The bill proposed a maximum of 30 days after taking oath of office. It seeks to provide for the attachments of portfolio to names of nominees before forwarding to the parliament, which in his view was partly responsible for the slow pace of the economy as the APC administration kicked off.
According to the Hon member from Abia State, “It took this present administration 8 months to appoint ministers, this inaction eroded the confidence of foreign investors and also raised a lot of suspicion in the mind of the citizens as to the motive and direction of the government. This delay in the appointment of ministers impacted negatively on our economy, and we cannot afford to go through that scenario again in our life as a nation. That is why the Parliament was swift to fill that lacuna in our constitution in order to prevent subsequent government from placing critical sectors of our economy at risk.
“This bill proposes a time frame of 30 days after taking the oath of office, the president or a governor must forward to the parliament the names of nominees for screening and confirmation,” he said.
It is worth noting that the constitution is not specific or did not provide a time frame for the constitution of Federal or State executive council.

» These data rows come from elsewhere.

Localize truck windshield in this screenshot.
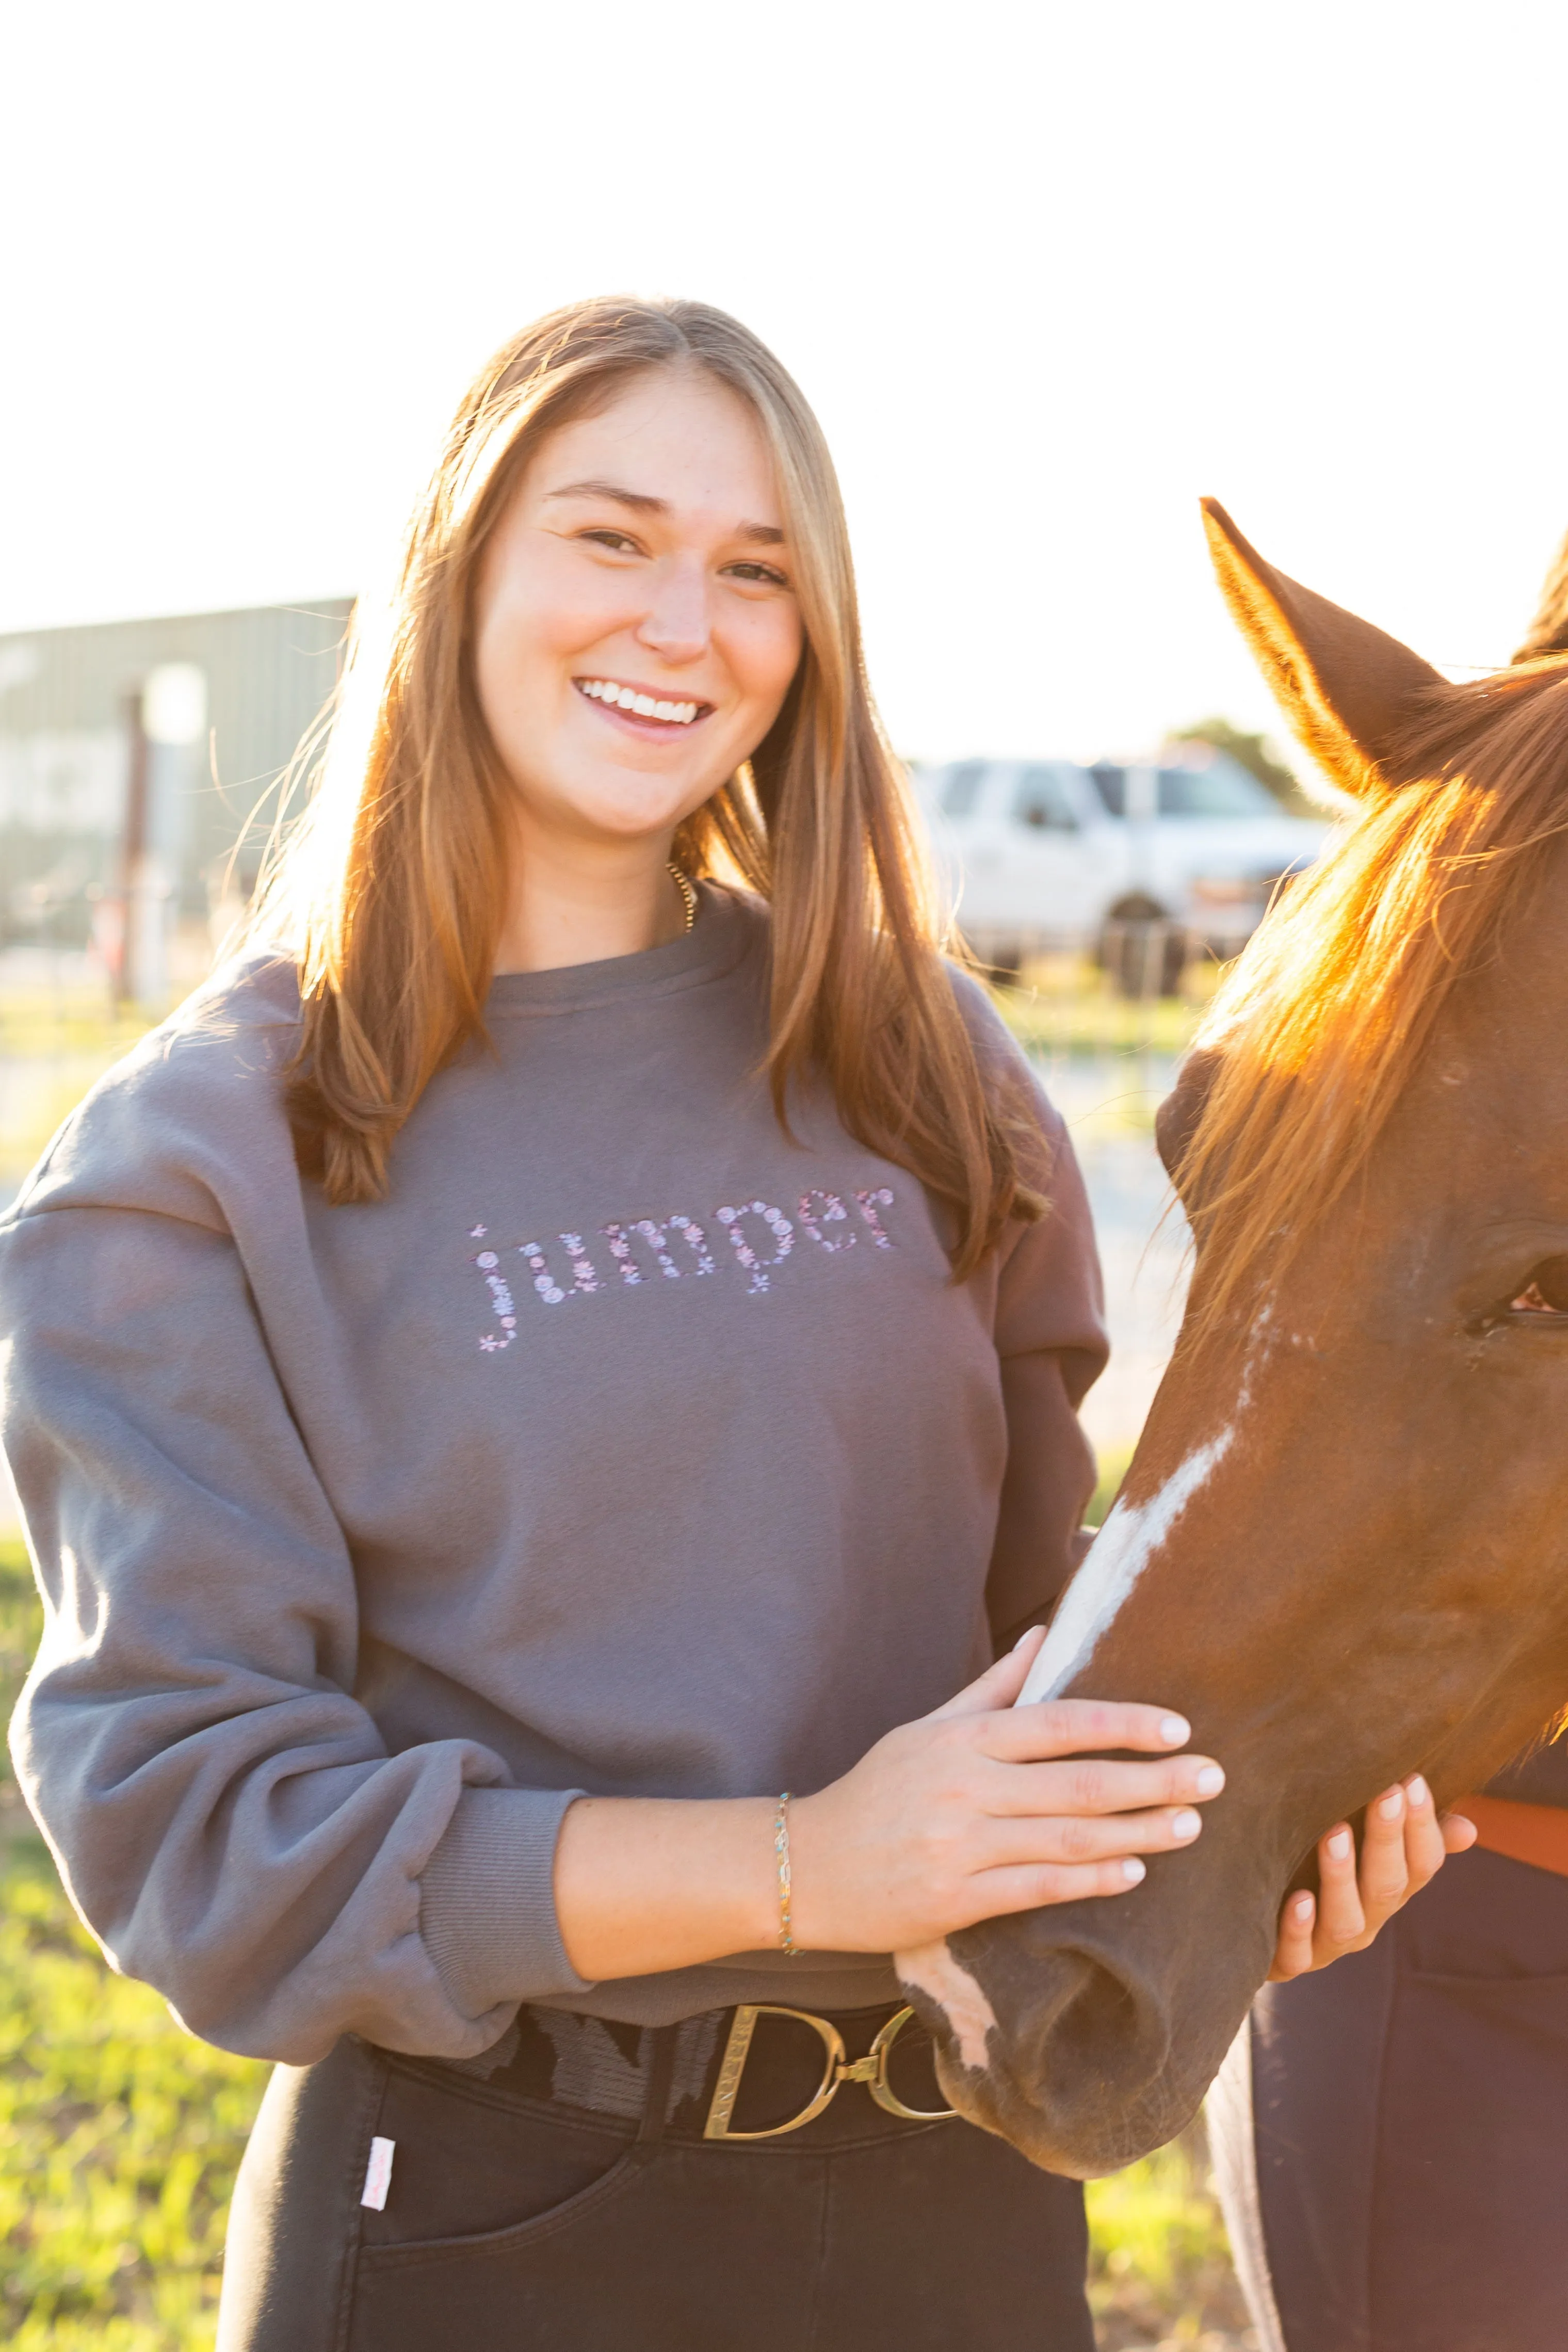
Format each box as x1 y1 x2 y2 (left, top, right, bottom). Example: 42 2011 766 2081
941 761 988 817
1013 767 1079 831
1157 763 1276 816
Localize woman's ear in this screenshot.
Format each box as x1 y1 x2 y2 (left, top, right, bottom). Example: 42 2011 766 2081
1201 498 1443 799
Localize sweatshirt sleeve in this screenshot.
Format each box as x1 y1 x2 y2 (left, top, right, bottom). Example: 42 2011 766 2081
949 977 1109 1649
1 1013 588 2066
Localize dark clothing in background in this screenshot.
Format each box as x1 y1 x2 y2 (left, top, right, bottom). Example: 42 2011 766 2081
1210 1846 1568 2352
1482 1735 1568 1807
217 2006 1095 2352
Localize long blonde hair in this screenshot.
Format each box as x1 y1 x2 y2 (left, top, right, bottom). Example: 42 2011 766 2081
257 296 1040 1277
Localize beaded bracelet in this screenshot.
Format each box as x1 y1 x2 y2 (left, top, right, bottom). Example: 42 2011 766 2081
774 1792 799 1956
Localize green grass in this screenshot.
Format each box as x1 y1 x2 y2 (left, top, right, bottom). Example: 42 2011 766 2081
1087 2131 1250 2348
993 953 1218 1062
1 1549 268 2350
0 1849 267 2351
1088 1444 1135 1530
0 999 155 1197
0 994 152 1061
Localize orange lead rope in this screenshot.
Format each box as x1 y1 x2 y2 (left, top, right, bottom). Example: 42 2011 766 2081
1451 1792 1568 1878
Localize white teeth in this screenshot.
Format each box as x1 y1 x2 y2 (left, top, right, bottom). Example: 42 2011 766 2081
576 679 700 724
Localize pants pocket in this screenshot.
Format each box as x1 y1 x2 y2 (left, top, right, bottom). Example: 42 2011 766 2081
355 2062 642 2262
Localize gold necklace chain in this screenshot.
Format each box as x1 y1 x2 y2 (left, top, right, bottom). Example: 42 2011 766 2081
667 861 698 934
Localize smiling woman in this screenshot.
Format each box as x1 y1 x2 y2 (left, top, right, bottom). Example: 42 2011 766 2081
469 370 803 972
263 300 1040 1278
0 299 1454 2352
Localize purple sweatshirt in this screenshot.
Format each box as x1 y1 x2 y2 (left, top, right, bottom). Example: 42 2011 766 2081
2 885 1106 2064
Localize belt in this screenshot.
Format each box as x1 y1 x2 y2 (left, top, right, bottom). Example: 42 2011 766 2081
1454 1792 1568 1878
426 1997 957 2146
704 2002 954 2140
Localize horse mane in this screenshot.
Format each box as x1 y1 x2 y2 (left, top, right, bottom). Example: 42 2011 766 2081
1172 656 1568 1347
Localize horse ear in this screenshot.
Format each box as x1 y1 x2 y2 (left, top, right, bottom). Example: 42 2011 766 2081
1155 1049 1220 1189
1513 526 1568 662
1201 499 1444 798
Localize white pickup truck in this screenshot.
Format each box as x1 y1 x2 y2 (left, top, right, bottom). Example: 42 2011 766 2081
912 744 1331 989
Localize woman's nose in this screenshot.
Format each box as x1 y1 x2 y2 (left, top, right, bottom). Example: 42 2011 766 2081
635 554 710 664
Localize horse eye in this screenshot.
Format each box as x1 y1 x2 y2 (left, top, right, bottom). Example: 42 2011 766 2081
1509 1261 1568 1316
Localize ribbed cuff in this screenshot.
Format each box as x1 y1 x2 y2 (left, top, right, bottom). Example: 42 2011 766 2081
418 1785 592 2017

That shortfall has been exploited by successive administrations both at the state and federal level to delay the appointment of ministers and commissioners. while the constitution provides the functions of the chief executive, it also provides the appointment of ministers and commissioners with specific mandates, to enunciate policies and implement programmes of the government.
This bill according to the Abia state born Engineer, seeks to alter some sections of the constitution to make it mandatory for the President or a Governor to forward the names of his ministerial or commissioner nominees to the parliament within 30 days from the date the oath of office and allegiance is administered.
“The framers of our constitution understood how important a cabinet is, that is why sections 147 and 192 gave the parliament 21 working days to screen and confirm nominations from the executive.”
The legislator also lamented that there were other important bills which unfortunately was not considered during the constitution review process such as the bill that seeks to alter section 192, subsections 1 and 2 to provide a uniform retirement age of 70 years for all judicial officers, because he described the justices as wine that get better with age and should not be allowed to retire without being of maximum benefit to the nation.
“As a Parliament we cannot pretend that we do not know the disappointment of majority of Nigerians on the non passage of devolution of power bill but my opinion is that we as a people must not condemn the entire national assembly for this.
“Although a particular section of the country was not comfortable with this idea in the first instance and so they voted accordingly and unfortunately majority took the day. Nigerians have spoken and shown their resentment over the non passage of devolution of power bill, and so I have no doubt that the national assembly will revisit that issue in the future,” he said.